Fighting fakes is no piece of cake
China’s Alibaba Group Holding is the World’s largest ecommerce company and with good reason. During the popular Chinese Singles’ Day online shopping festival, Alibaba reported more than $9 billion worth of sales. However, the company is facing a big challenge of countering fake goods sold on their website.
According to a counterfeits investigation conducted on Singles’ day, the official State Administration of Industry and Commerce (SAIC) found 10.6% of the goods that it bought online from various vendors and platforms were fake or highly suspicious. This is not really surprising as fake products are numerous and even popular in the Chinese ecommerce market. Understanding that this could lower consumer, investor and retail partner trust and would garner a bad reputation for their branding, Alibaba has reportedly spent over 1 billion yuan ($160.7 million) combating fake goods and for improving customer protection from the beginning of 2013 to the end of November.
“From Alibaba Group’s perspective, we bear a serious responsibility in this fight against counterfeits,” stated Alibaba chief executive Jonathan Lu. This is a crucial stand taken by Alibaba, as it points towards the idea that the online marketplace is responsible for verifying authenticity of products sold by sellers through its portal. This does not in any way take away responsibility from the sellers offering their products through this marketplace, but it simply emphasizes on the fact that the online marketplace is equally responsible for fraudulent goods being sold on its website.

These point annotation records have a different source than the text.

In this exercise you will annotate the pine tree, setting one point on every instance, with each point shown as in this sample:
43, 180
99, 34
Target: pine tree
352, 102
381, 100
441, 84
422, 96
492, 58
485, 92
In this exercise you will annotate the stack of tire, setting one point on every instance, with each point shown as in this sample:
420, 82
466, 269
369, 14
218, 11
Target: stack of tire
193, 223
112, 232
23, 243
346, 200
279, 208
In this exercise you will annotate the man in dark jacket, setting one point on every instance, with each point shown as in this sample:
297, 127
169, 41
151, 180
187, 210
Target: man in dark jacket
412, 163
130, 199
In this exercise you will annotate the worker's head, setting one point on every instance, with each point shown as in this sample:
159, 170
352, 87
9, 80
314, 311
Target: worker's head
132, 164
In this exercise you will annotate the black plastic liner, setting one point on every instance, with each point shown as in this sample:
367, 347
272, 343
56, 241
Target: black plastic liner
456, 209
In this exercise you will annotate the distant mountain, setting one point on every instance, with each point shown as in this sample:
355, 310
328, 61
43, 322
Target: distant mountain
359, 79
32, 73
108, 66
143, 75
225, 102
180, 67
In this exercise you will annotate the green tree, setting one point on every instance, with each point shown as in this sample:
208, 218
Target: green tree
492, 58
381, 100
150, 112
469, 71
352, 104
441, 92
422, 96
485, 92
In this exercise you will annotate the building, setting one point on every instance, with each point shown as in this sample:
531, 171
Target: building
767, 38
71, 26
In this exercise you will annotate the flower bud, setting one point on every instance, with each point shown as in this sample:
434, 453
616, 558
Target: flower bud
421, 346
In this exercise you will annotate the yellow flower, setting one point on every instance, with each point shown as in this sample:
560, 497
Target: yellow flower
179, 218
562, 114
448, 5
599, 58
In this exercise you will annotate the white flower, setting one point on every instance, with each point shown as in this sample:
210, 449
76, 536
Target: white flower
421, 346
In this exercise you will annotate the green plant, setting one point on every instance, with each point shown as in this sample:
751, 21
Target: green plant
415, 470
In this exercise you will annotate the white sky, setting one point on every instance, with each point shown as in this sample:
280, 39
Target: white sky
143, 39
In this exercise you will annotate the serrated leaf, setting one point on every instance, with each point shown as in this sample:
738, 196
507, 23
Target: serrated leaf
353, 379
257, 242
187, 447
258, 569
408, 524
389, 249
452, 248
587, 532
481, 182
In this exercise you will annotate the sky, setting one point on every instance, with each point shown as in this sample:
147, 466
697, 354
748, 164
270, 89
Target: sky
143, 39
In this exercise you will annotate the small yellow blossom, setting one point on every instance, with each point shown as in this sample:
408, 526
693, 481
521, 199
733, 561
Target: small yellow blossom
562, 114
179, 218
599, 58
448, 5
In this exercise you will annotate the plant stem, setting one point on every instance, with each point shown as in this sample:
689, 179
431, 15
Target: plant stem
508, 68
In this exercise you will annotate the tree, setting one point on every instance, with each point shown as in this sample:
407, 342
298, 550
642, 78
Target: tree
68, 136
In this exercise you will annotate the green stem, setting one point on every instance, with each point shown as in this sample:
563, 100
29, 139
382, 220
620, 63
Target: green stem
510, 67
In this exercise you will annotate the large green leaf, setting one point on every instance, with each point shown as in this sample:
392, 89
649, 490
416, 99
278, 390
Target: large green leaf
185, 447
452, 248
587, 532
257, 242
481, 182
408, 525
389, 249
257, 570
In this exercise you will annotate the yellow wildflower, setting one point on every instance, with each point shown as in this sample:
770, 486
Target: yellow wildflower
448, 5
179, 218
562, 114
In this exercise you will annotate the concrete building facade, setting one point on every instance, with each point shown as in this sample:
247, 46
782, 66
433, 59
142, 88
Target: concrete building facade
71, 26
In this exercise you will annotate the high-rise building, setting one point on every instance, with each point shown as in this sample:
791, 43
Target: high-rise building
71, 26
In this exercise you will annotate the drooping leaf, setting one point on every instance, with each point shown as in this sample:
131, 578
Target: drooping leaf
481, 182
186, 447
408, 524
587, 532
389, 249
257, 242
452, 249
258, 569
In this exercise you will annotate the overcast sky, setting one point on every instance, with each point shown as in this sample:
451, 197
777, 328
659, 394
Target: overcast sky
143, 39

Recently we had covered reports about how Snapdeal and Flipkart are providing customers with fraudulent products or packages. These were not only fake products in some situations, but sometimes also product boxes that were empty altogether. In some situations, the delivery men even stole the products! The Indian market is thus a hotspot for counterfeits.

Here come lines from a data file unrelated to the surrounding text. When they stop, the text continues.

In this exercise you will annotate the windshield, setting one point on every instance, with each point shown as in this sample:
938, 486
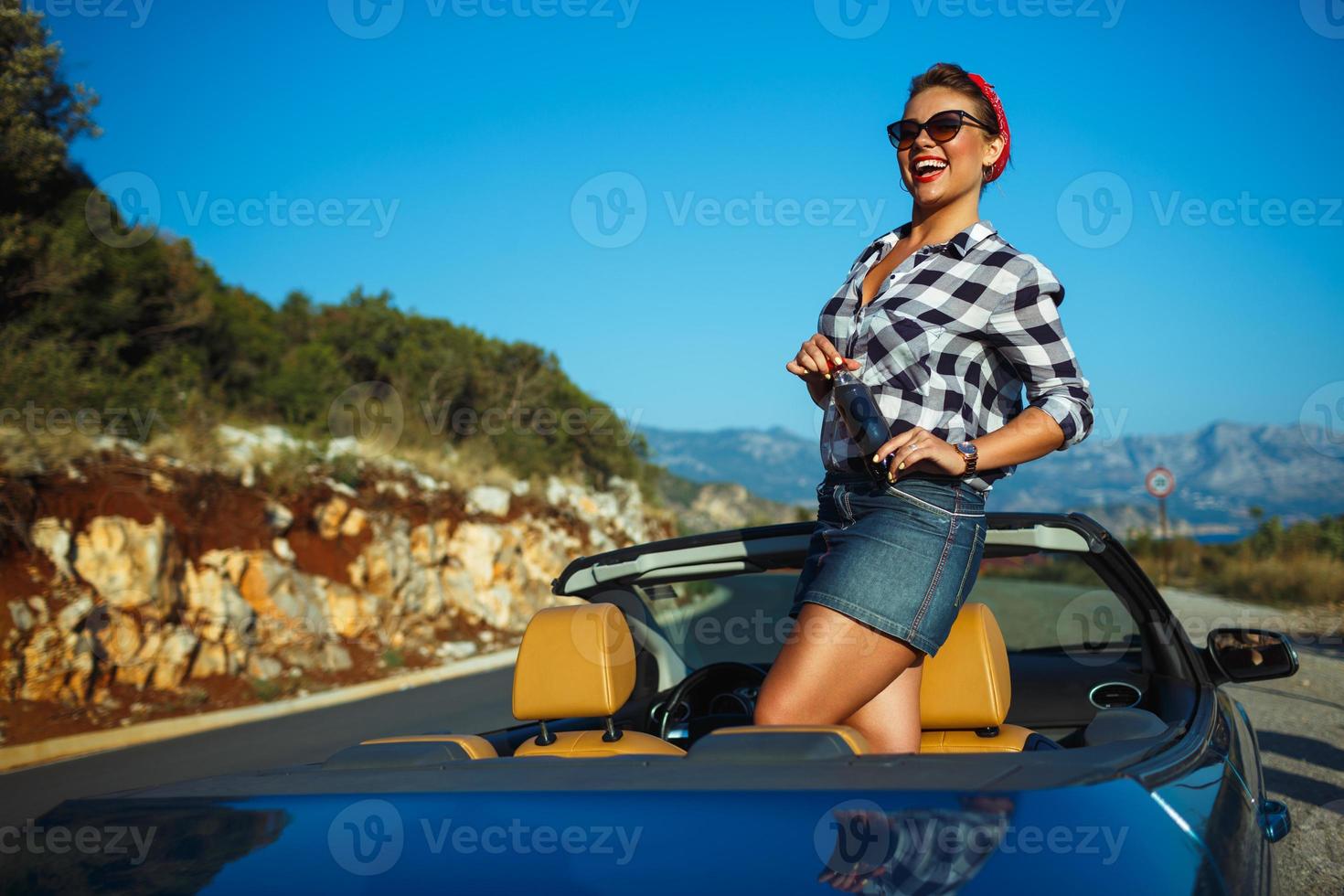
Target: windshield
1043, 601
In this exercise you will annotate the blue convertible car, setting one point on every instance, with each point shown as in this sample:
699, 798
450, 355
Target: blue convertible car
1075, 741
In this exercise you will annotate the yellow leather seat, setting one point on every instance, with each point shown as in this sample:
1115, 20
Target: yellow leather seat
965, 690
578, 661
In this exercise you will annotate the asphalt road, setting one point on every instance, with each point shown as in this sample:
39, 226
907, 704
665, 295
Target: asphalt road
471, 704
1300, 723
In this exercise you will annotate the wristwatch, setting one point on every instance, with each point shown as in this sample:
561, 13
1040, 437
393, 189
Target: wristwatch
968, 452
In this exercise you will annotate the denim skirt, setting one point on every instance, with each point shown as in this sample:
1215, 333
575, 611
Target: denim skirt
900, 558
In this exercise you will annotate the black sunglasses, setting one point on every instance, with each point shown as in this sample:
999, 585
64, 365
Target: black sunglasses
943, 128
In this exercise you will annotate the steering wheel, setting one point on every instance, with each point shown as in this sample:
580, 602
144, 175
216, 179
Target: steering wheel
697, 677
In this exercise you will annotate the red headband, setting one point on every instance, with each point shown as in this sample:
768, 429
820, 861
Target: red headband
1003, 125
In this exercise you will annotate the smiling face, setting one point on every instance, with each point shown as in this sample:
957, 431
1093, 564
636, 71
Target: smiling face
940, 174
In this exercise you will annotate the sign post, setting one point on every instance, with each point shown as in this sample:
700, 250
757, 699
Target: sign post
1160, 483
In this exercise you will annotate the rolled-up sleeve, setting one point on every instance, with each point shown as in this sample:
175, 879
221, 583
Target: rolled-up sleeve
1026, 329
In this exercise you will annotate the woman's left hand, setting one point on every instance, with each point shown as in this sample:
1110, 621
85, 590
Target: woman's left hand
918, 449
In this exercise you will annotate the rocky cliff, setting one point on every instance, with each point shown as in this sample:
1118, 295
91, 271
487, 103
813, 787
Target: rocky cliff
133, 574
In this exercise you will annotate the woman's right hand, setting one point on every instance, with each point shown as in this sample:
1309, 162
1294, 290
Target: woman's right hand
816, 357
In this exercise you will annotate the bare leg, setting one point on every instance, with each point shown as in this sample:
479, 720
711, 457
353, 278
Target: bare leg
891, 720
831, 667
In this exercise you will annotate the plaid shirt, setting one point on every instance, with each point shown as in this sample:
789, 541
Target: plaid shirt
949, 340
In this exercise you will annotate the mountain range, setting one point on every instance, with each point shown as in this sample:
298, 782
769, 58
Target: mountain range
1221, 470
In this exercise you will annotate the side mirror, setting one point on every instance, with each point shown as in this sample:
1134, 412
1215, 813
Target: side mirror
1252, 655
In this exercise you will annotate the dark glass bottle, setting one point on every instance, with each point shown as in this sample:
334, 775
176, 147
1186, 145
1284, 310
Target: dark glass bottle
859, 411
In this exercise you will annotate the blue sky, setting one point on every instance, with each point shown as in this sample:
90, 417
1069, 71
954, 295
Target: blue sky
459, 160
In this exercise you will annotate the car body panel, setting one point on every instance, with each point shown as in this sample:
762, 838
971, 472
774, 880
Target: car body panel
1180, 812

The agitated customers started shaming the online marketplaces; with some others pointing fingers at the sellers and claiming that the online marketplaces were innocent. Apparently, some officials from an ecommerce company even suggested the customer was falsely accusing the company of fraud. This clearly indicated that India was not yet ready to handle frauds on online marketplace and did not know whom to really hold responsible.

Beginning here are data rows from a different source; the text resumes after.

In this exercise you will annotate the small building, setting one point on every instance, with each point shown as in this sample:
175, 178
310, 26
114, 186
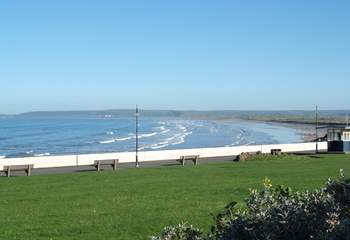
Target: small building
338, 139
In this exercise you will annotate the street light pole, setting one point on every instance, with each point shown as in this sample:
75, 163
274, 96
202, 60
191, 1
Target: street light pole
316, 129
137, 114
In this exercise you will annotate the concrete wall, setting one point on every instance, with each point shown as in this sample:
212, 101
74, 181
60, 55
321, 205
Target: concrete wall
144, 156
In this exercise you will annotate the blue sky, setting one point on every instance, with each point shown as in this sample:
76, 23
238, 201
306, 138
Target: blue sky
258, 55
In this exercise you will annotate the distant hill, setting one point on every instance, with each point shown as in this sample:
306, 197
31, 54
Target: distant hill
295, 116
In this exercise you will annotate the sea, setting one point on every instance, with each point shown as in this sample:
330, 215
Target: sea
24, 137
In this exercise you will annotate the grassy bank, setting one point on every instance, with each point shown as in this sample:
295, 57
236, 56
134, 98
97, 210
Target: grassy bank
136, 203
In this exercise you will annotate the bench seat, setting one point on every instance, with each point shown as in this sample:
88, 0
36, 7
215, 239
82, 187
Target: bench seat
108, 162
185, 158
12, 168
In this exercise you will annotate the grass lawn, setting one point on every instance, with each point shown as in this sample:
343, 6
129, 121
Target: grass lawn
138, 203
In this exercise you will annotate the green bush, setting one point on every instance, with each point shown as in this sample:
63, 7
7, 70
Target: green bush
280, 213
180, 232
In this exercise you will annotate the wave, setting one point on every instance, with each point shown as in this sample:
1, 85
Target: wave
41, 154
148, 135
158, 146
165, 131
161, 128
123, 139
107, 141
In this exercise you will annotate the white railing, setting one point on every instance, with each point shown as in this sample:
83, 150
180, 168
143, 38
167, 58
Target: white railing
145, 156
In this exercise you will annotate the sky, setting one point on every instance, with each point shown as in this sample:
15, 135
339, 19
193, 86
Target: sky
174, 54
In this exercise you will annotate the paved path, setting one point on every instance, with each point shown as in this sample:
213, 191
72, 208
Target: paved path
60, 170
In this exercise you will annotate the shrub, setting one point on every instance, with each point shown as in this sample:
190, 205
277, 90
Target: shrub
280, 213
180, 232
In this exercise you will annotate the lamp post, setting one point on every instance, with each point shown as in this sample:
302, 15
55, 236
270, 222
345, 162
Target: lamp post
137, 114
316, 129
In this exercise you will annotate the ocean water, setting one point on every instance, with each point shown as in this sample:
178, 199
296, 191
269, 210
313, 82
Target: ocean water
39, 137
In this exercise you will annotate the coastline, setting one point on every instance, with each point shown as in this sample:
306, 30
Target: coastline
306, 131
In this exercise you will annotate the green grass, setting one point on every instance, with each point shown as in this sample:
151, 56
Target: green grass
138, 203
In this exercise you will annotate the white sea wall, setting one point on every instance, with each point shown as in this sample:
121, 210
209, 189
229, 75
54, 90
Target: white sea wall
146, 156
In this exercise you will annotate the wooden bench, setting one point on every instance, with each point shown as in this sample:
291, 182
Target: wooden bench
108, 162
12, 168
193, 158
276, 151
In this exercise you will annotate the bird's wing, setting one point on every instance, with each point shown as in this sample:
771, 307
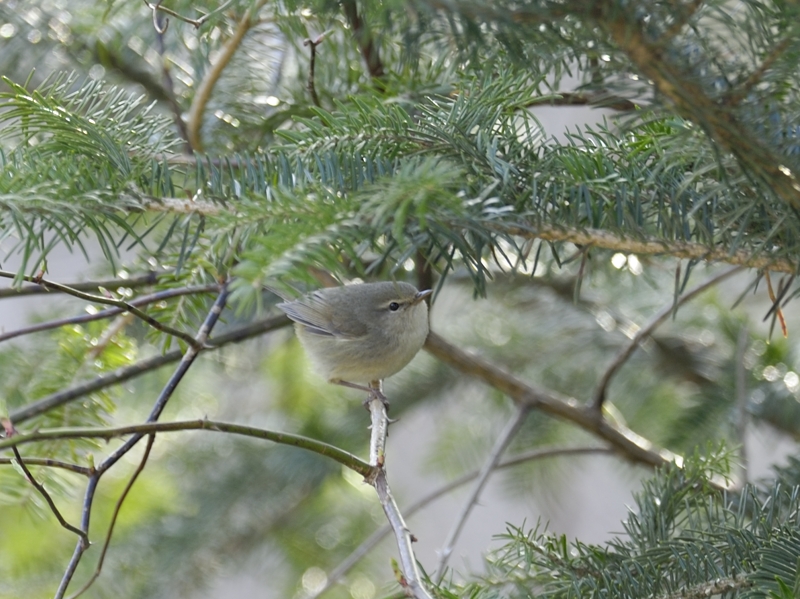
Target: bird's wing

With this stand taken by Alibaba, probably Indian online marketplaces can learn a thing or two. As the online marketplace is the first point of reference or contact that the customer makes to the product, it is very import for this marketplace to shoulder the full responsibility of the shopper’s experience. Verifying the authenticity of goods and the seller’s credentials cannot be pushed over to the vendors or the consumers themselves. Being the mediator between buyers and sellers in online shopping, only the online marketplace can spearhead any important changes in improving the shopping experience.